Sang pemuda masih menunggu, si gadis hanya menatap tajam pria gembul yang tetap cuek namun telah berhenti bergerak. Tak ada percakapan, tak ada kata-kata marah, ekspresi kesakitan saja tak ada.  
Waw, sang pemuda heran. Dia merasa yakin bahwa apa yang dialami si gadis pasti lebih sakit dari apa yang dialaminya. Wah gadis itu benar-benar tegar. Itu pikirnya untuk menjelaskan apa yang telah dilihatnya beberapa menit yang lalu. Keren. Suara klakson di samping kiri dan kanan bis serta suara kendaraan lain yang bising membuat pemuda tersebut tersadar bahwa sepertinya dia bakal terlambat. Macet parah. 


2nd Meet
“Maaf mas Angga, saya telat, Tadi mobil tiba-tiba mogok di jalan, terpaksa naik bis ke sininya, hehe” Pria yang dipanggil mas Angga menggerutu dengan tatapannya. Namun sepertinya belum puas diapun berjalan menghampiri sang pemuda.

“Firman... Firman.... please. Lain kali kalau saya tawarkan sopir jangan nolak ya. Ini memang perusahaan ayah kita, namun bukan berarti kamu dapat berbuat seenaknya. Dan sekarang ada klien penting yang mau bertemu dengan kita. Apa kata dunia kalau yang punya proyeknya ngak ada. This is your responsibility, you know?! Huh, capek saya nasehatin kamu” Firman diam menatap abangnya yang sedang kesal. Tiba-tiba dia memegang perutnya. Tak kuat sampai dia terduduk. 
“Hai kamu kenapa?” Angga khawatir melihat adiknya terduduk tiba-tiba.
“whaahahahahahaha” pecahlah suara tawa Firman. 
“Hei apa yang kau tertawakan. Dasar, adik kurang ajar. Aku serius marah niih. Kamu malah jadikan lelucon”
Melihat ekspresi kecewa abangnya Firman berhenti, “maaf.. maaf Mas. Aku tahu kalau dirimu lagi tegang namun pilih kata-kata yang tak usah lebay lah, kamu kayak istri yang marah-marah karena suaminya telat pulang kerumah deh. Hehe.”
Angga cemberut melihat Firman yang masih berusaha menahan tawanya. Namun akhirnya mereka tertawa bareng. “Masa sih?!lebay banget yah?! hehe.” Firman mengangguk dengan tetap senyum menghiasi bibirnya.

Tok..Tok...
Suara ketukan pintu menghentikan tawa mereka
“Maaf pak, tamunya sudah tiba”
“Oh, iya minta tolong minta mereka masuk aja Tanti, Terima kasih ya” Pinta Angga pada sekretarisnya.
Alhamdulillah, mereka sudah di sini. Alhamdulillah kamu juga sudah di sini.” Angga merapikan penampilannya, Firman masih dengan ekspresi menahan tawa. “Tarik napas mas! Tenang.. tenang..”

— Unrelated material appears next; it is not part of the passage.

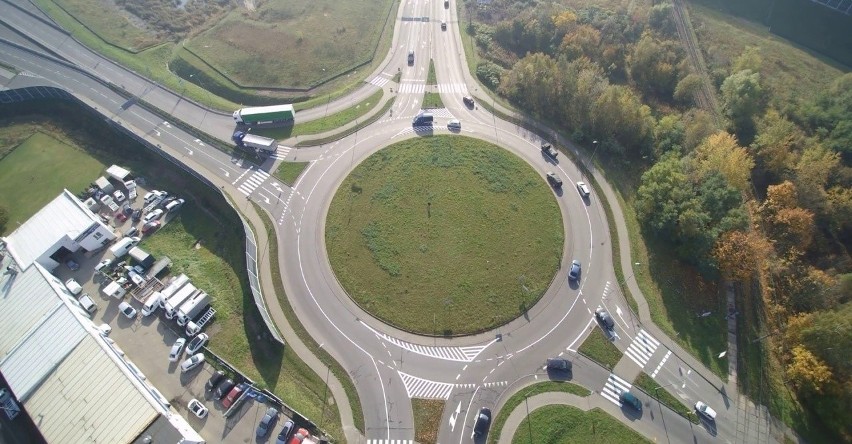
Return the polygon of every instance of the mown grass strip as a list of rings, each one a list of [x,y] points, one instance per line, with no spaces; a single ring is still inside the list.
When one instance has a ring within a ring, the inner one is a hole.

Angga mengikuti instruksi Firman.
Sekali lagi terdengar suara ketokan pintu,  
“Masuk.” Angga menyahut.
Assalamu’alaikum,”. Suara bass dari balik pintu terdengar
Wa’alaikumussalam, silahkan masuk pak Ahmad” seorang pria dengan wajah sumringah memasuki ruangan. 
“Apa kabar pak Angga, sehat?” Pria yang di panggil pak Ahmad memulai percakapan yang mencairkan suasana.
Alhamdulillah sehat pak. Bagaimana kabar bapak?" "Alhamdulillah sama, saya juga sehat wal’afiat dan keluarga saya juga sehat wal’afiat” Firman mengeryitkan keningnya. Perasaan Abangnya tidak menanyakan kabar keluarganya deh. Seperti mengerti arti kebingungan Firman, Pak Ahmad menjelaskan. 
“Masmu ini kalau lagi grogi habis pertanyaan apa kabarmu? dilanjutkan dengan pertanyaan bagaimana kabar keluargamu, hehe” terlihat Angga menutupi wajahnya dengan kedua telapak tangannya
“Anda tahu saja pak.” Ia tersipu malu.
“Iyalah, Anda kira sudah berapa lama saya bekerja dengan Anda dan ayah Anda?”
“Orangnya sudah ada di sini? ” Angga mengganti topik, seperti khawatir rahasia lain dibongkar pak Ahmad di depan adiknya.
Alhamdulillah sudah. Jauh-jauh saya bujuk dari Aceh, biar mau datang ke Bandung”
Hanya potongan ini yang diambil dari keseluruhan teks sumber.